Age-related changes in word retrieval: role of bilateral frontal and subcortical networks.

Neurobiol Aging

Department of Veterans Affairs Rehabilitation Research and Development, Brain Rehabilitation Research Center at the Malcom Randall, VA Medical Center, Gainesville, FL 32610, USA.

Published: March 2008

Healthy older adults frequently report word-finding difficulties, yet the underlying cause of these problems is not well understood. This study examined whether age-related changes in word retrieval are related to changes in areas of the frontal lobes thought to subserve word retrieval or changes in areas of the inferior temporal lobes thought to be involved in semantic knowledge.

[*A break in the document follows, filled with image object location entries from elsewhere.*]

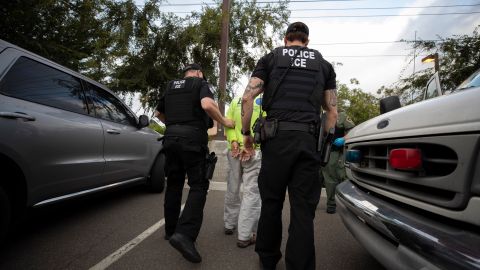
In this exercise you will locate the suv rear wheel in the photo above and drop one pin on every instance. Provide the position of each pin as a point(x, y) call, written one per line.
point(157, 175)
point(5, 213)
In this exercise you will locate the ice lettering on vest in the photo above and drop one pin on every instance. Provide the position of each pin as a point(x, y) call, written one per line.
point(302, 56)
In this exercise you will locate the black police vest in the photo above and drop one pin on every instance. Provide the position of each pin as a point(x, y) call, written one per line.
point(301, 89)
point(182, 103)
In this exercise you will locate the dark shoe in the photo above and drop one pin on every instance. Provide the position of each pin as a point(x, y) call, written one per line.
point(331, 210)
point(246, 243)
point(186, 247)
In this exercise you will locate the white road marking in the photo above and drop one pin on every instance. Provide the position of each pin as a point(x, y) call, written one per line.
point(115, 256)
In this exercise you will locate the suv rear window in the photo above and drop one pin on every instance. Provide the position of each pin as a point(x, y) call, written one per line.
point(108, 107)
point(39, 83)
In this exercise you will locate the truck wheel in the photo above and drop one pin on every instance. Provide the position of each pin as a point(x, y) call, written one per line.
point(389, 104)
point(157, 175)
point(5, 214)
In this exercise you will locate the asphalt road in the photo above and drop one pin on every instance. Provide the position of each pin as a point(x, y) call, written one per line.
point(81, 233)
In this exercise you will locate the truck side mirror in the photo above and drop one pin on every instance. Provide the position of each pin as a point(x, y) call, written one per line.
point(389, 104)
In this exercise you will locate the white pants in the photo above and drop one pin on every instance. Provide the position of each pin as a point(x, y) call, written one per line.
point(246, 211)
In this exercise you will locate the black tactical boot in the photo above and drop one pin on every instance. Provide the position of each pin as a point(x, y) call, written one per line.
point(186, 247)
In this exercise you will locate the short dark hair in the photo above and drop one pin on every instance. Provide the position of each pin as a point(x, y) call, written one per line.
point(297, 31)
point(300, 36)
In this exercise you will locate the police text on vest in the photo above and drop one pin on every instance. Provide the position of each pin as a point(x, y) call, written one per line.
point(302, 56)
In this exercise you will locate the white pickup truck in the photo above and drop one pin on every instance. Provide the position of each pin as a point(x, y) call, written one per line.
point(412, 195)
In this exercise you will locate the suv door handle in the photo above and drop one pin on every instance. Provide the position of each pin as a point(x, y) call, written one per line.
point(15, 115)
point(113, 131)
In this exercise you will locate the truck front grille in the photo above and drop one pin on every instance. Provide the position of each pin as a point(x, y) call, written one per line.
point(443, 179)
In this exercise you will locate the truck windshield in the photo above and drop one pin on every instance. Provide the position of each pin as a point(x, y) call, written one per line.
point(472, 81)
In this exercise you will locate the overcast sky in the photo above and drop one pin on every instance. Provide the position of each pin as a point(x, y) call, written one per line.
point(373, 64)
point(378, 60)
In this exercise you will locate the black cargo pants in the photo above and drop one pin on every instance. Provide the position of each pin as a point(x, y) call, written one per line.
point(181, 159)
point(289, 161)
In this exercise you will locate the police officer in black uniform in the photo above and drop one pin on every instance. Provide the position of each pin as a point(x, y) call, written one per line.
point(297, 82)
point(186, 108)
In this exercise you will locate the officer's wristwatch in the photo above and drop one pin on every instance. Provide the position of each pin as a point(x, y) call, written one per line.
point(246, 133)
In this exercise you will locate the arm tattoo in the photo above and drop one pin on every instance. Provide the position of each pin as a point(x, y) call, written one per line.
point(252, 87)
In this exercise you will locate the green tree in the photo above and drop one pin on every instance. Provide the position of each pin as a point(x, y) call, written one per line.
point(164, 48)
point(359, 105)
point(138, 48)
point(459, 56)
point(86, 36)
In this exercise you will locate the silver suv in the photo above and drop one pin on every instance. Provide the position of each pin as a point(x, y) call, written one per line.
point(63, 135)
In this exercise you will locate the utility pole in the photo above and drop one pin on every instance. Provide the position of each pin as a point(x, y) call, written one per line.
point(223, 64)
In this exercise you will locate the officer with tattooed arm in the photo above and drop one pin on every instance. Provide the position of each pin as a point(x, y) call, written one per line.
point(297, 82)
point(186, 108)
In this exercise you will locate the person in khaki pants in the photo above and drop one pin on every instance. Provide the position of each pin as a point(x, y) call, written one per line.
point(334, 172)
point(242, 213)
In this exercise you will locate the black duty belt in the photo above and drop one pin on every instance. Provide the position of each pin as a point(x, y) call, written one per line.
point(175, 130)
point(296, 126)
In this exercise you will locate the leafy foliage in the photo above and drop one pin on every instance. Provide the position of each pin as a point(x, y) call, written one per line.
point(136, 48)
point(459, 56)
point(359, 105)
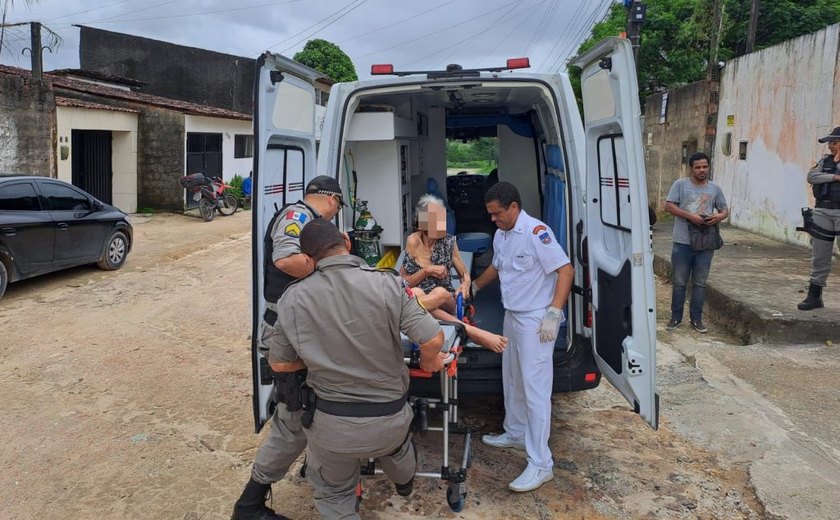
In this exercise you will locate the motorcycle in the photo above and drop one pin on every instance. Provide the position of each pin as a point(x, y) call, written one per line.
point(211, 194)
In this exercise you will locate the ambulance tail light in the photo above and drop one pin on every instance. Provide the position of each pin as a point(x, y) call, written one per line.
point(382, 68)
point(518, 63)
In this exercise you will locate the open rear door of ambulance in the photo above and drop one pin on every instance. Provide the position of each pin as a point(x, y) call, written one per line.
point(617, 226)
point(284, 161)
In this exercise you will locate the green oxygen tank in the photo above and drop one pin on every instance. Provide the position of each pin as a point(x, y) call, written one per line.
point(367, 233)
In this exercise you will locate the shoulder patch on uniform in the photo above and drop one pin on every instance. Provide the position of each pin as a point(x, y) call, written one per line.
point(292, 230)
point(296, 215)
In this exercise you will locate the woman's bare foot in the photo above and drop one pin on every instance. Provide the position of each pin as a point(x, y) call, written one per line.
point(487, 339)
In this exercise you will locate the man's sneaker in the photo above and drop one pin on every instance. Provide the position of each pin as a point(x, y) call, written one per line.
point(503, 440)
point(699, 327)
point(531, 479)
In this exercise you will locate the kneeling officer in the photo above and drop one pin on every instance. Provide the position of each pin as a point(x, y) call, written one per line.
point(343, 322)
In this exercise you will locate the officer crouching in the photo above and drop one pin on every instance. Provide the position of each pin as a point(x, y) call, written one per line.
point(343, 323)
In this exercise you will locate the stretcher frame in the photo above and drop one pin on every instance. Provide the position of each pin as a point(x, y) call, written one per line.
point(447, 403)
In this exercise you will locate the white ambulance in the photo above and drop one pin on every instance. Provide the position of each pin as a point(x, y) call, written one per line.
point(385, 140)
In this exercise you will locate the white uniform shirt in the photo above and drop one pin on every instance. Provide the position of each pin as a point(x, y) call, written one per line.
point(527, 258)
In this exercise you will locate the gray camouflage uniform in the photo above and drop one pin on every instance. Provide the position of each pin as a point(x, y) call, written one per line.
point(344, 322)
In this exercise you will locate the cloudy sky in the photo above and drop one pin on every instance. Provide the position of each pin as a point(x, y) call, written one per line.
point(411, 34)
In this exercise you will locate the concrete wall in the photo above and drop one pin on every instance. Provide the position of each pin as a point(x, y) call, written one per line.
point(228, 128)
point(160, 158)
point(123, 127)
point(779, 101)
point(173, 71)
point(684, 128)
point(27, 113)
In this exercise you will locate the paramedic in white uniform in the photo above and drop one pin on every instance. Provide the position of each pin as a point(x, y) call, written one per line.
point(535, 277)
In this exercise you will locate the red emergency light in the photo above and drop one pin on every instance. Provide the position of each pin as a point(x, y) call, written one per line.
point(379, 69)
point(518, 63)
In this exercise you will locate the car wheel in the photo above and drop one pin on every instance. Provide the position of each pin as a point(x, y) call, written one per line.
point(4, 279)
point(115, 252)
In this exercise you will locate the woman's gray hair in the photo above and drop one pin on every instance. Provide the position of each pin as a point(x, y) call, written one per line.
point(425, 200)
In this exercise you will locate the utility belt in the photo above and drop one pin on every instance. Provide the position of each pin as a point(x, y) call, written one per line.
point(290, 388)
point(828, 204)
point(810, 227)
point(345, 409)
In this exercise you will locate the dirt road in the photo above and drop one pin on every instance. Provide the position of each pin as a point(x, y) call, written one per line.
point(128, 395)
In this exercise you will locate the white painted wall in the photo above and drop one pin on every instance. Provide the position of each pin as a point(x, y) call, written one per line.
point(228, 128)
point(123, 127)
point(782, 98)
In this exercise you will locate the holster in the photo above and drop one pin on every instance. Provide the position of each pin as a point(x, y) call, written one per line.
point(290, 389)
point(810, 227)
point(310, 401)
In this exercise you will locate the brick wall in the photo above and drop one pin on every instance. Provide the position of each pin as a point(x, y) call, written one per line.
point(160, 158)
point(27, 122)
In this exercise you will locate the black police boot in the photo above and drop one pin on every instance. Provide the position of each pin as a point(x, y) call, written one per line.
point(251, 505)
point(813, 300)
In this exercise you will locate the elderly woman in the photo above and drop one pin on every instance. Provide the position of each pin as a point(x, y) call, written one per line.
point(430, 255)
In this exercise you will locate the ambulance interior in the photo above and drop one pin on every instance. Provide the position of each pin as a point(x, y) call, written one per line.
point(395, 142)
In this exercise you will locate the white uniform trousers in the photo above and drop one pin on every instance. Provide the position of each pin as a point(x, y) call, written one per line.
point(527, 376)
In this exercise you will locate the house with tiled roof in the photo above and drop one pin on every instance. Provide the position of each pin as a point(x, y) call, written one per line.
point(110, 136)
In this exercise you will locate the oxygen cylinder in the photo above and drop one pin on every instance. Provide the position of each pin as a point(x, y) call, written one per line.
point(367, 233)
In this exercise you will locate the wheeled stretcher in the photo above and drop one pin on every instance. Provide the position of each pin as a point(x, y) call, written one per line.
point(447, 404)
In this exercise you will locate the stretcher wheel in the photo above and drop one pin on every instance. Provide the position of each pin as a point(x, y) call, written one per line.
point(455, 498)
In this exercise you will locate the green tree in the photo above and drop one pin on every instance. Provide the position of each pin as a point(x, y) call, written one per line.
point(327, 58)
point(676, 37)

Twenty younger and 20 older healthy adults named aloud photographs during event-related fMRI. Results showed that in the face of equivalent naming accuracy, older adults activated a larger frontal network than younger adults during word retrieval, but there were no activity differences between groups in the fusiform gyrus, suggesting that the substrates for word retrieval but not for semantic knowledge change with aging. Additionally, correlations between BOLD response and naming accuracy and response latency were found in several frontal and subcortical regions in older adults. Findings are discussed in the context of possible compensatory mechanisms invoked to maintain performance in healthy aging, and suggest that increased involvement of the right hemisphere is not universally beneficial to performance.